L’espressione “guerre di religione” ultimamente è tornata sulla bocca di tutti. A partire da coloro che vogliono riproporre, in veste contemporanea, i vecchi scontri tra crociati e maomettani; passando per quelli che ritengono di trovarsi dinnanzi a battaglie geopolitiche mascherate da conflitti confessionali; fino a chi, sostenuto dal proprio ateismo, bolla tutte le forme di culto come il male assoluto; tutti sembrano inquadrare i fenomeni religiosi dentro archetipi sclerotizzati.
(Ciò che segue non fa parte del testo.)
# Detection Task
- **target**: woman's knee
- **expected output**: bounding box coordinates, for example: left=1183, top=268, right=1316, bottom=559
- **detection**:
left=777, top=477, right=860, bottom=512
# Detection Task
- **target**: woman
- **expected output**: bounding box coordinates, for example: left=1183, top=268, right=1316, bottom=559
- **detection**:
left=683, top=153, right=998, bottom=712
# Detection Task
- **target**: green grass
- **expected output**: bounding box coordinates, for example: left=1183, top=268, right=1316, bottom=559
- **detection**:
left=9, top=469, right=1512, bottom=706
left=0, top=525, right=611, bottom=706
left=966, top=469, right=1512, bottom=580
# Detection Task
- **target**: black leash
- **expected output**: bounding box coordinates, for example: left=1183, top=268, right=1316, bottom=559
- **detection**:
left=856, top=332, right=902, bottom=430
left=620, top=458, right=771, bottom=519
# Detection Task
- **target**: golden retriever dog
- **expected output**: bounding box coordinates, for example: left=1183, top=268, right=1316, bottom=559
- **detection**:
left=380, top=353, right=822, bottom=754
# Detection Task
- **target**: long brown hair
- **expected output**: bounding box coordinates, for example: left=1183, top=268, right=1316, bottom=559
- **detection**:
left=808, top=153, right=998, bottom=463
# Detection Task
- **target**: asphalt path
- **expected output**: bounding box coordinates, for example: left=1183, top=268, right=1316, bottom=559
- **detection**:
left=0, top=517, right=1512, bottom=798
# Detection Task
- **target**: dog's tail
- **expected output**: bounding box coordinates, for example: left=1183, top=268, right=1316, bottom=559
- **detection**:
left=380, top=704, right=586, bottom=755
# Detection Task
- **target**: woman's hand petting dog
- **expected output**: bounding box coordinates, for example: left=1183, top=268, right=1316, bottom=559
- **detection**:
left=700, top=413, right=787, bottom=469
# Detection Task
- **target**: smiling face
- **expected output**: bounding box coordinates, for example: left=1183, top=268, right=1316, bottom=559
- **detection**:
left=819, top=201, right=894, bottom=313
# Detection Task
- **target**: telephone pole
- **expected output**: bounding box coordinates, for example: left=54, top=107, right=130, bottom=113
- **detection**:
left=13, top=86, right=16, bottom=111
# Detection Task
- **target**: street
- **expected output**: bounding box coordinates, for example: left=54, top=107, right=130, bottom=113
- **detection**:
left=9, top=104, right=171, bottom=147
Il fatto è che per noi uomini civilizzati, buone o cattive che siano, le religioni sono tali soltanto se rispondono a certi parametri. Innanzitutto deve esserci almeno un Dio; dico almeno uno perché le Civiltà politeiste avevano l’ardire di adorarne parecchi tutti insieme. Questo Dio, o questi Dei, devono somigliarci, totalmente o parzialmente non è importante, ma occorre che siano un po’ simili a noi. Poi è molto probabile che ci siano dei profeti: divini, semi-divini o carnalmente terreni non fa differenza, basta che ci spieghino chi è il nostro Dio, quale sia la sua volontà e cosa ci riserva per il futuro. In terzo luogo servono assolutamente dei sacerdoti, dei ministri del culto: celibi o scapoli, ciecamente visionari o con i piedi ben piantati negli affari profani, serve soltanto che ci spieghino dove, come e quando onorare la divinità e soprattutto a quali codici morali ci dobbiamo strettamente attenere, pena l’eresia, la scomunica, la dannazione eterna. Necessitiamo anche di luoghi di culto specificatamente destinati alla glorificazione di Dio e infine riteniamo importanti i libri sacri, che, interpretati o meno da un clero professionale, ci introducano alla comprensione di tutto ciò che ci circonda. Ma soprattutto abbiamo tremendamente bisogno di un messaggio salvifico, che di solito si basa su tre punti cardine. Primo: l’uomo è imperfetto e corruttibile. Secondo: il mondo ci è ostile e la vita su questa terra è in ogni caso densa di sofferenze e lacrime. Terzo: le anime pure sono destinate ad una vita ultraterrena straordinaria in luoghi come Paradiso, Nirvana o Jannah, dai quali sono banditi dolore e dispiacere.

Ovviamente queste ultime righe sono una semplificazione assai superficiale di complesse visioni teologiche che accomunano le confessioni delle principali Civiltà. Comunque, più che riflettere sulle somiglianze che legano, in modo particolare, le grandi religioni monoteiste rivelate, è importante negare che tali caratteristiche siano universali e assolute, riaffermando l’esistenza di culti totalmente diversi da quelli che noi siamo abituati a concepire. Ci sono uomini e donne per cui non esiste un Dio, non esistono luoghi di culto, non esistono sacerdoti e nemmeno testi sacri e più di ogni altra cosa non esiste alcuna narrazione salvifica.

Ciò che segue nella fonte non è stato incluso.